新婚の田原秀樹は謎の存在につけ狙われてしまう。家族に次々と怪異が襲、やがて後輩社員や娘も巻き込まれてしまう。
怯える秀樹は親友の津田を通しフリーライター野崎から霊媒師真琴を紹介してもらう。しかし、彼女の力では太刀打ちできず、日本全国から超強力な霊媒師が集結する。
主演は岡田准一。妻夫木聡、黒木華、松たか子、小松菜奈、青木崇高らが共演。
すっごい困惑するが面白い!
新婚の田原夫妻に次々と怪異が襲う。
田原秀樹の故郷、三重県には言い伝えがあった。妖怪『ぼぎわん』が存在し、人々を連れ去ってしまうという。

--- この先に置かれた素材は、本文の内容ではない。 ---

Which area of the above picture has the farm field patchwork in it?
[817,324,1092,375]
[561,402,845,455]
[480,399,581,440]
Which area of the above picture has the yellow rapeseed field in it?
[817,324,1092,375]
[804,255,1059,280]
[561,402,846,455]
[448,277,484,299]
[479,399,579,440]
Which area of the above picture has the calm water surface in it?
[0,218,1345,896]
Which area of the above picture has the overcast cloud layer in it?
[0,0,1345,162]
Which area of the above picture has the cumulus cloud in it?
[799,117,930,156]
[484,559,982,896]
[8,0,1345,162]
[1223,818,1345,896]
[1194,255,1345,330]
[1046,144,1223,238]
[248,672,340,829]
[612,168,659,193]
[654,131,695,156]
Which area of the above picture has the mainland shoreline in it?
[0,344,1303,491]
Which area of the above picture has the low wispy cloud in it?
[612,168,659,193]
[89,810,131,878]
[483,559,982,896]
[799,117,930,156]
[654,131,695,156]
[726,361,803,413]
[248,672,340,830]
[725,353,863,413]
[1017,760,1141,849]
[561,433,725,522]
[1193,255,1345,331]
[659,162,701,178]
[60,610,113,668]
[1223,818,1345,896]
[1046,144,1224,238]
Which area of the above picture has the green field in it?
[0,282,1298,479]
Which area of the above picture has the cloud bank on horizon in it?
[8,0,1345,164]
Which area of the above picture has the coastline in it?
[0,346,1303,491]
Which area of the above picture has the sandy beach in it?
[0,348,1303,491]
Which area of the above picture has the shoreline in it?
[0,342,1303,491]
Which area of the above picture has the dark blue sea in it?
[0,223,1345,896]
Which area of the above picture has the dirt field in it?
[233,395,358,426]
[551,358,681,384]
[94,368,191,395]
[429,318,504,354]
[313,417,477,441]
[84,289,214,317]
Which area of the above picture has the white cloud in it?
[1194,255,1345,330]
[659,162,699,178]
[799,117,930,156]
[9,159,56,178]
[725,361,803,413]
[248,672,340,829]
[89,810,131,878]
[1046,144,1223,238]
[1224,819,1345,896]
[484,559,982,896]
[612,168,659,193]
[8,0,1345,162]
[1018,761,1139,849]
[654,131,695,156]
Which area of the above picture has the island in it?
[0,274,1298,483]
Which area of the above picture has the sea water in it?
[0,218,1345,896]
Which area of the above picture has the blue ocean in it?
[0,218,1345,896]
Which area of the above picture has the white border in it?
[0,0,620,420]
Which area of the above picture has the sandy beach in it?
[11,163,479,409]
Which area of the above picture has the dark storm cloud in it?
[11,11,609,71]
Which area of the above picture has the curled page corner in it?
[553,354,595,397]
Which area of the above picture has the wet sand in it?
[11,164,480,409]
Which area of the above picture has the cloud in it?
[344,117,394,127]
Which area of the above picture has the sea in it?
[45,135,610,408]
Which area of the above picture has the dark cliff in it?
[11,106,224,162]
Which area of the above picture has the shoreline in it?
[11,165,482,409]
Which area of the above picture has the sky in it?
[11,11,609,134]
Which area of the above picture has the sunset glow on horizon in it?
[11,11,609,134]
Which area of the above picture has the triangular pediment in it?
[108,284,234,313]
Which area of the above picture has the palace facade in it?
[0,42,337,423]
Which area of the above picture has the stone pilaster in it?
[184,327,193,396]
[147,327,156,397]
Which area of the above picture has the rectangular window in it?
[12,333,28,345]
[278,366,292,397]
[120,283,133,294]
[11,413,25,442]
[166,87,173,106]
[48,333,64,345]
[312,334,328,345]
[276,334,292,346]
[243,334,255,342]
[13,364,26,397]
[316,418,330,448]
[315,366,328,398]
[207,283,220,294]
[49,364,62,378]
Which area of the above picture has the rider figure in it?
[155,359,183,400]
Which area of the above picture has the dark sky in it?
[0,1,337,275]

秀樹が幼少の頃、忽然と姿を消した少女がいた…。
ぼぎわんは大人になった田原秀樹をつけ狙い、終には後輩や娘にすら毒牙を向けてしまう…。
そんなシンプルな内容なのです。襲い掛かる姿の見えないバケモノ”ぼぎわん”を祓うまでを描いたシンプルな作品。
しかし、これが非常に困惑する作品でした。
なぜなら「説明らしい説明がない」からです。
序盤から勢いで押しまくる。説明は随所に挟まれるものの核心部分はぼやかしたままで進む。得体のしれない存在が説明のないまま迫ってくる様は確かに恐怖そのものでした。
劇中の人物たちの心理を追体験させるかのような演出は見事だと思いましたね。
しかしながら、やっぱり複雑怪奇。
怪異が襲う、襲いまくる。そして遂に霊媒師まで出てくる。ホラー映画の定石ですが、ぼぎわんが強すぎる。
並の霊媒師が戦えばかえって刺激してしまう結果に。強力な霊媒師でも太刀打ちできず片腕を失ってしまう…。
なんなんだこいつは?
目に見えないバケモノが霊媒師にすら勝利してしまう前代未聞の展開。
強い、これほど強いバケモノが存在したのか…。一体どうすれば平穏が訪れるんだ!?と恐怖に震える。
ぼぎわんによる攻撃は目に見えないものの、攻撃を受けた人は血祭りに挙げられてしまう…。スプラッター描写も豊富で、苦手な人は目を背けたくなるでしょう。
妖怪や幽霊に襲われると心停止などで死の描写は比較的綺麗になっることが多かったですが、ぼぎわんは違います。喰うのです。乱杭歯で噛みつくのです。
物理攻撃可能。精神攻撃も可能。そんなオールマイティなバケモノ。妖怪や幽霊ではない!もはや怪獣だ!と思えるような強大さに立ち向かう松たか子。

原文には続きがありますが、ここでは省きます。